Is One Direction's "What Makes You Beautiful" the song you want engraved on your heart when you die? Probably not. First, they're a manufactured boy band from The X Factor. Second, being the first British act ever to go straight to the top of the US album charts, they're way too popular. Third, from that suspiciously "Summer-Nights"-like intro to its generic college, bubblegum pop/rock chorus, it feels like one of those songs shamelessly created by a Stock-Aitken-Waterman-like production team in order horribly to manipulate you.

But did you know that in the future things will be very, very different? In 2037, to be precise, it will be featured in the finale of the acclaimed seven-series vidcast The Gargleplexes about the bloody adventures of a mob family operating in New New Jersey in the Crab Nebula. The enigmatic final minutes will show the hero Tony Gargleplex debating over which song to play as his wife joins him for a synthiburger in the cantina. His finger hovers over Black Lace's "Agadoo". Then Jason & Kylie's "Especially for You". But at last he settles for One Direction's "What Makes You Beautiful". And lo, the song will immediately assume the status of a 24-carat eternal classic!

Well, it worked for Journey's "Don't Stop Believin'" in The Sopranos, didn't it? Yes, I know you're probably thinking that that particular song was always a classic, but it really wasn't, you know, at first. When it came out in 1981, it was an undeniably catchy but hideously dated and lamentably uncool schmaltz-fest, produced by one of those blow-dried refugees-from-the-Seventies bands who now looked utterly irrelevant in the new synth-pop era of The Human League's "Dare". Thanks only to the combination of nostalgia and association with a deeply credible, arthouse-gangster TV series did "Don't Stop Believin" (dig that missin' final "g"!) acquire its current status as one of the greatest pop songs since the dawn of time.

That's the odd thing about the musical genre known as "guilty pleasures": the line dividing a song from being tacky, manufactured, chart-friendly dross and being sublime, insta-classic pop genius is often exceedingly narrow. The ground is constantly shifting and there are no rules.
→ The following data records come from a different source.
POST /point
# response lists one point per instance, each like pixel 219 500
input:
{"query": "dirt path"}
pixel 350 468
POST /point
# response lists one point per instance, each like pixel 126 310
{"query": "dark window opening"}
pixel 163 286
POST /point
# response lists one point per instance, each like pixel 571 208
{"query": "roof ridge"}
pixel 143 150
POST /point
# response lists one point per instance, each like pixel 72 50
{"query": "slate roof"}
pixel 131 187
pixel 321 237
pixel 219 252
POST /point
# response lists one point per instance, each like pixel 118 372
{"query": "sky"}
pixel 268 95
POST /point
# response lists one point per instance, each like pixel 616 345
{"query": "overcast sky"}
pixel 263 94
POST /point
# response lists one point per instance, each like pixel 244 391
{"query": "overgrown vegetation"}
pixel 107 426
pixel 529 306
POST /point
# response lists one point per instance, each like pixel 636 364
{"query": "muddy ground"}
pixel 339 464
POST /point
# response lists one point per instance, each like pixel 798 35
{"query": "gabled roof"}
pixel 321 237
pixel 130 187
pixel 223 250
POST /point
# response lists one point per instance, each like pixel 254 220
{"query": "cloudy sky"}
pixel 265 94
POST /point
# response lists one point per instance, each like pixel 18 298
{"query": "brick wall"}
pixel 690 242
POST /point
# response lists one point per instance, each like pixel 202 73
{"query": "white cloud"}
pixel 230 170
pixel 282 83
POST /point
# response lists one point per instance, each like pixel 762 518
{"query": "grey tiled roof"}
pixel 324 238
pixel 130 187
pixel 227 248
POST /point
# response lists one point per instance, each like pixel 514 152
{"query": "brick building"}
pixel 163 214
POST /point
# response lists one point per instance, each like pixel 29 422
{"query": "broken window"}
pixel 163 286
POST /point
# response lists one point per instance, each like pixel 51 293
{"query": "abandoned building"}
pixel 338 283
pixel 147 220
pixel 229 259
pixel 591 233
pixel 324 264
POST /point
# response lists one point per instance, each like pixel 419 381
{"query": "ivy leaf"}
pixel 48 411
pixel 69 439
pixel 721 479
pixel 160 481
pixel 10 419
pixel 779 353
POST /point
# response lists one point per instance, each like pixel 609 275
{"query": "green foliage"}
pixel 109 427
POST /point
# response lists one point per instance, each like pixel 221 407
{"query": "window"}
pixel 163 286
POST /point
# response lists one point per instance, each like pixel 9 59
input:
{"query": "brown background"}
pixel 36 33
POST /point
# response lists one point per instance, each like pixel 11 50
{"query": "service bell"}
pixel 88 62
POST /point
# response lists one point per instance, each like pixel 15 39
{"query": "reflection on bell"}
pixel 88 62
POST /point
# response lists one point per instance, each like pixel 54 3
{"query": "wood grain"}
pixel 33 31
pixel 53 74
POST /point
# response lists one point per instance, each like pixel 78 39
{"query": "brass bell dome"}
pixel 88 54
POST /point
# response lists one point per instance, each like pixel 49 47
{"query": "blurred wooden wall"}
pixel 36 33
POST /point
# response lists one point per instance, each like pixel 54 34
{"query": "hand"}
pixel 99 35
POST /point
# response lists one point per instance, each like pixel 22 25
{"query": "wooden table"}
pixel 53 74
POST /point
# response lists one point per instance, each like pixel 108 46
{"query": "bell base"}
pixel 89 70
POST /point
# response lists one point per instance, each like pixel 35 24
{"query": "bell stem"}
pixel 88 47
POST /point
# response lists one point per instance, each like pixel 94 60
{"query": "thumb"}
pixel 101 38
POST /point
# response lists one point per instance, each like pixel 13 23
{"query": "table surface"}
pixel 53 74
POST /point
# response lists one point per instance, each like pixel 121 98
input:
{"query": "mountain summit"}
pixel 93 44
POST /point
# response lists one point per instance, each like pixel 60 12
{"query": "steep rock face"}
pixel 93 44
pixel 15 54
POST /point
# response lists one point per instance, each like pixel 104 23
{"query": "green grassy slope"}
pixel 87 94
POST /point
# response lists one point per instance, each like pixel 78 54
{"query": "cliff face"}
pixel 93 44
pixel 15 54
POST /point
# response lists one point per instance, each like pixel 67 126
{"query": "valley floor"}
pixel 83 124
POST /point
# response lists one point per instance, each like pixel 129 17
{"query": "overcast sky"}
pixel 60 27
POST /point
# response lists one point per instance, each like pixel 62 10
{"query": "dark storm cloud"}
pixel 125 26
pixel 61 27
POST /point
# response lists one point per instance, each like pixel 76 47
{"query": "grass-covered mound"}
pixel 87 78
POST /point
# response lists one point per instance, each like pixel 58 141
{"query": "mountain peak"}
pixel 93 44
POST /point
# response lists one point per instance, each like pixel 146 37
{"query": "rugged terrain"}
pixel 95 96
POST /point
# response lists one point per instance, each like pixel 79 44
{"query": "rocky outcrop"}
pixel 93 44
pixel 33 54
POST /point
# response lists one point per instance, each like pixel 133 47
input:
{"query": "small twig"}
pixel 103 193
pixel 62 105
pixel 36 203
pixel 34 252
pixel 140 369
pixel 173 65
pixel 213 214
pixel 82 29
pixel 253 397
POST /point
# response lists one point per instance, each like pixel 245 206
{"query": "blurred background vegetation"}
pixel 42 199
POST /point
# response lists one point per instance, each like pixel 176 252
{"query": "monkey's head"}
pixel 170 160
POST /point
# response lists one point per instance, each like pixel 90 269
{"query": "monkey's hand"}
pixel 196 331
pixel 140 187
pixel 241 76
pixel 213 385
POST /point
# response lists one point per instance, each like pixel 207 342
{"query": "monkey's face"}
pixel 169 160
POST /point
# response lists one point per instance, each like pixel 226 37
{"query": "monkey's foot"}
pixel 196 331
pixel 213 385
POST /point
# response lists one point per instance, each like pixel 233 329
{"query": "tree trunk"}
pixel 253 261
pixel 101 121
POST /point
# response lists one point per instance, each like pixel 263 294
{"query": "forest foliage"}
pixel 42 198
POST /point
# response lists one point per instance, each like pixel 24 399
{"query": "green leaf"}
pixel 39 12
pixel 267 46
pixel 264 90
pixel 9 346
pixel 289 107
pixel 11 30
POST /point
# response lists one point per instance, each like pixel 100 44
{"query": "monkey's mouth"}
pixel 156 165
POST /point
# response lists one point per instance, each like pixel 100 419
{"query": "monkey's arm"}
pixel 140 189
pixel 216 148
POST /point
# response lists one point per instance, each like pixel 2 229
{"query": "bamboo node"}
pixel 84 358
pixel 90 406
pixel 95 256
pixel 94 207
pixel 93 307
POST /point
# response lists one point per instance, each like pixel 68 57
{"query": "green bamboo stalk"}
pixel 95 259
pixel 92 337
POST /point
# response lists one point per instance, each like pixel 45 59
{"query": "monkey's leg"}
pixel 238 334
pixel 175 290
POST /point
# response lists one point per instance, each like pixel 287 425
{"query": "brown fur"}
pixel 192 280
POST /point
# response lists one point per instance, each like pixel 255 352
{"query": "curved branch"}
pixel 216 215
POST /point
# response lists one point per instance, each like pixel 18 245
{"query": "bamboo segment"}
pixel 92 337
Let's consider a few more cases. The Stock Aitken Waterman reunion gig. Is it a bad thing or a good thing, do we think, that Steps, Jason Donovan, Sinitta, Sonia, Rick Astley, Bananarama and a host of other manufactured or quasi-manufactured bands from the Hit Factory will be joining the line-up at the 25-years-of-SAW celebration in Hyde Park this July, quite possibly implanting in the heads of vulnerable children, annoying ditties such as "I Should Be So Lucky" ("Lucky, Lucky, Lucky. I Should Be So Lucky in Lo-o-ve")?

Well the answer, I suppose, is both. Even in their heyday in the context of "the decade that taste forgot", SAW and their compositions were always quite intensely irksome. They seemed to operate on a principle similar to the "Go Compare" ads: they're facile, they're repetitive, they're subtle as a dead horse, you hate them but they stick in your head and become weirdly, masochistically addictive. Racking my brain to think of a SAW composition which is actually good, the only one I can come up with is Dead or Alive's first number one single, "You Spin Me Round".
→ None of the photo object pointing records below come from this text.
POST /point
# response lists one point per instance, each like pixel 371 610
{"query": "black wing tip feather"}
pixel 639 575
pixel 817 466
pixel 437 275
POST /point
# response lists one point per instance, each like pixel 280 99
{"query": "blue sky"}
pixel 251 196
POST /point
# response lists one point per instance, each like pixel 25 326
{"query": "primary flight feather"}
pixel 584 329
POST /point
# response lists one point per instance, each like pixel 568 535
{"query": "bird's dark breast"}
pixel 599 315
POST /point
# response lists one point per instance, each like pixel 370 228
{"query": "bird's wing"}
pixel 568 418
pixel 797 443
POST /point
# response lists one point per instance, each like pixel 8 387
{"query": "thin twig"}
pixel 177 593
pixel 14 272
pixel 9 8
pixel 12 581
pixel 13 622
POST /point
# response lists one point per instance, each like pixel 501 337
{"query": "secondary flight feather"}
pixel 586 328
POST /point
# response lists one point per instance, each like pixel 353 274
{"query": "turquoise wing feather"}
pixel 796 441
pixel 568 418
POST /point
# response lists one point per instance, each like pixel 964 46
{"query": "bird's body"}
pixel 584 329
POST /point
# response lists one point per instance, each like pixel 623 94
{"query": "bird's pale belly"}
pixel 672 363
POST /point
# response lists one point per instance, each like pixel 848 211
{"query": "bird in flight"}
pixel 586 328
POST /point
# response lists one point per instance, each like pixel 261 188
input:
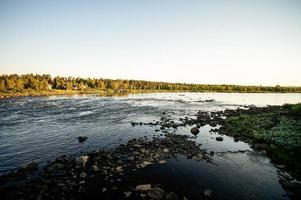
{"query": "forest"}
pixel 35 82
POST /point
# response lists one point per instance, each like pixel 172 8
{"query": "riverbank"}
pixel 119 173
pixel 55 92
pixel 101 174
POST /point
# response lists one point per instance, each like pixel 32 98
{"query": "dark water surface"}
pixel 42 128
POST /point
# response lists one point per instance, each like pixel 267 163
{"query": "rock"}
pixel 194 130
pixel 207 193
pixel 95 168
pixel 83 175
pixel 156 193
pixel 82 138
pixel 171 196
pixel 165 150
pixel 82 160
pixel 145 163
pixel 143 188
pixel 119 169
pixel 127 194
pixel 161 162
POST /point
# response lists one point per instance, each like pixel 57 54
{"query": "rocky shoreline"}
pixel 101 174
pixel 109 174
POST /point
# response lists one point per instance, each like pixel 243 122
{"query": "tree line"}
pixel 19 83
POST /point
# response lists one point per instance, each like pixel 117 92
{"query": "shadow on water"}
pixel 232 177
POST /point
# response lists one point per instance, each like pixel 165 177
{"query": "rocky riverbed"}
pixel 102 174
pixel 129 170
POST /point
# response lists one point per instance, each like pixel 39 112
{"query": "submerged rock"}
pixel 156 193
pixel 208 193
pixel 82 160
pixel 143 188
pixel 194 130
pixel 82 138
pixel 171 196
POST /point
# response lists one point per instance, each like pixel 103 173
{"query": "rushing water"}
pixel 42 128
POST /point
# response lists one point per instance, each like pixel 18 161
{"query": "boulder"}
pixel 156 194
pixel 207 193
pixel 171 196
pixel 194 130
pixel 82 160
pixel 143 188
pixel 82 138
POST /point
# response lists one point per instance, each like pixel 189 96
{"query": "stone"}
pixel 95 168
pixel 127 194
pixel 194 130
pixel 162 162
pixel 156 193
pixel 82 160
pixel 143 188
pixel 83 175
pixel 171 196
pixel 119 169
pixel 165 150
pixel 145 163
pixel 82 138
pixel 208 193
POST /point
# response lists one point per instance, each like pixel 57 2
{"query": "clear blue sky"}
pixel 227 41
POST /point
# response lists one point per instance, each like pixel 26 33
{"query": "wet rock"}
pixel 82 160
pixel 83 175
pixel 208 193
pixel 165 150
pixel 95 168
pixel 194 130
pixel 143 188
pixel 145 163
pixel 82 138
pixel 127 194
pixel 161 162
pixel 171 196
pixel 156 193
pixel 119 169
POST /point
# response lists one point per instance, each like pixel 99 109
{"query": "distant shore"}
pixel 54 92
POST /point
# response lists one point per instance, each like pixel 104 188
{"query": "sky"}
pixel 247 42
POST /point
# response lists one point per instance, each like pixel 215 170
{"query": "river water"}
pixel 42 128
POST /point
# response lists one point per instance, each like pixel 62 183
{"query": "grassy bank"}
pixel 28 93
pixel 276 129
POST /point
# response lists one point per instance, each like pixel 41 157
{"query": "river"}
pixel 42 128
And yet, and yet ... I was listening to the radio a few months back and on came Rick Astley singing "Never Going to Give You Up". Instead of heaving, I was surprised to find myself experiencing a warm, fond glow not just of nostalgic recognition but even mild enjoyment. He had a pleasant, rich, almost Spandau Ballet voice; and that tinny bassline, so predictable and ubiquitous at the time, now sounds almost as classic and credible as early New Order.

That's certainly not how it looked, though, when it came out in 1987. Hating Rick Astley came so naturally pretty much to all of us that it was more a reflex action than a considered position. He was the tea boy who'd been promoted way above his station; he was SAW's little puppet; he couldn't write his own material. (Actually, he wrote a fair few of his hits and he's sold over 40 million records, so he's probably not worried what we think).
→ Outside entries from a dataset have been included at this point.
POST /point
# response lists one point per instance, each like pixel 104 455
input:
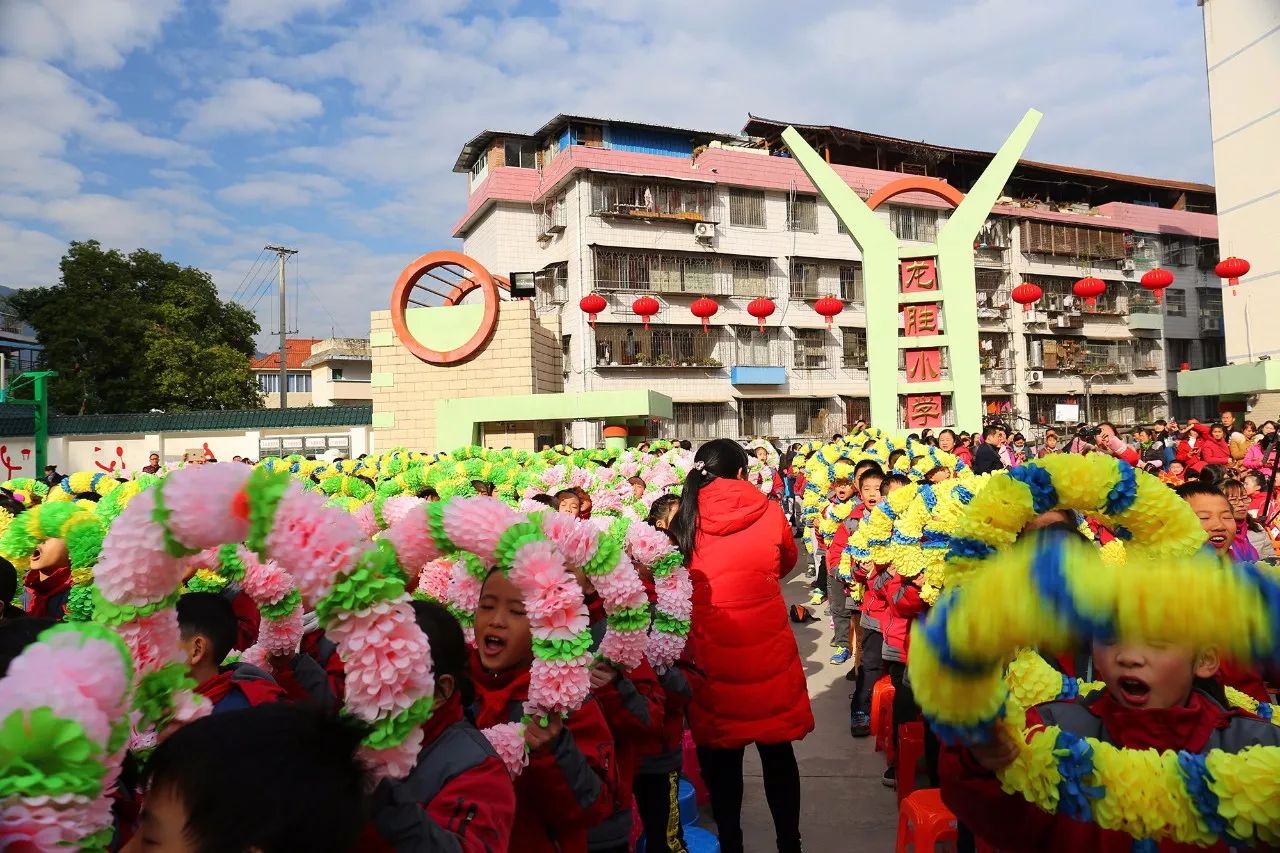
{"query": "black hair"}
pixel 209 615
pixel 449 653
pixel 1214 474
pixel 17 634
pixel 720 457
pixel 659 509
pixel 297 766
pixel 871 474
pixel 1191 488
pixel 901 479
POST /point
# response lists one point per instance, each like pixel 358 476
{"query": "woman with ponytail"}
pixel 748 682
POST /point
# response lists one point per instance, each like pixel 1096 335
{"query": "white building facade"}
pixel 626 211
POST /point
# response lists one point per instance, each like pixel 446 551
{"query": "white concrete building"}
pixel 629 210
But time works its healing magic in two ways. First, it turns what sounded hackneyed and lame in its day into something fashionably retro. Second, nostalgia. It's a fair bet that quite a few of those dancing and smiling through their tears at the SAW reunion couldn't stand the stuff when it was first released. But it does it for them now because it conjures up the days when they were young, slim and sexually adventurous. They're revisiting their tragically lost youth.

This, essentially, was the canny insight of music fan and radio broadcaster Sean Rowley. When Rowley launched his Guilty Pleasures compilation albums a few years back, many of us thought – I did – no one's going to pay good money for warmed-over, repackaged chart atrocities. But they did. Rowley's Guilty Pleasures have blossomed into a mighty and lucrative empire of naff, in which partygoers and clubbers can enjoy cheesy old hits with none of the shame they felt first time round, because this time it's all ironic.

What's even cleverer about the guilty pleasures concept is that it's so elastic. Obviously there is some music that will never qualify. No one is ever going to confess, rueful and red-faced, to having really once quite liked The Smiths' "How Soon Is Now?" or Led Zep's "The Rain Song". But there are plenty of borderline cases, Abba, for example. Bjorn Ulvaeus and Benny Andersson were as great and inspired a songwriting partnership as Lennon & McCartney. That never quite allays, though, the nagging suspicion as you listen to the disco-ball schmaltz of, say, "Dancing Queen", that you're only doing so in inverted commas to admire the retro kitsch.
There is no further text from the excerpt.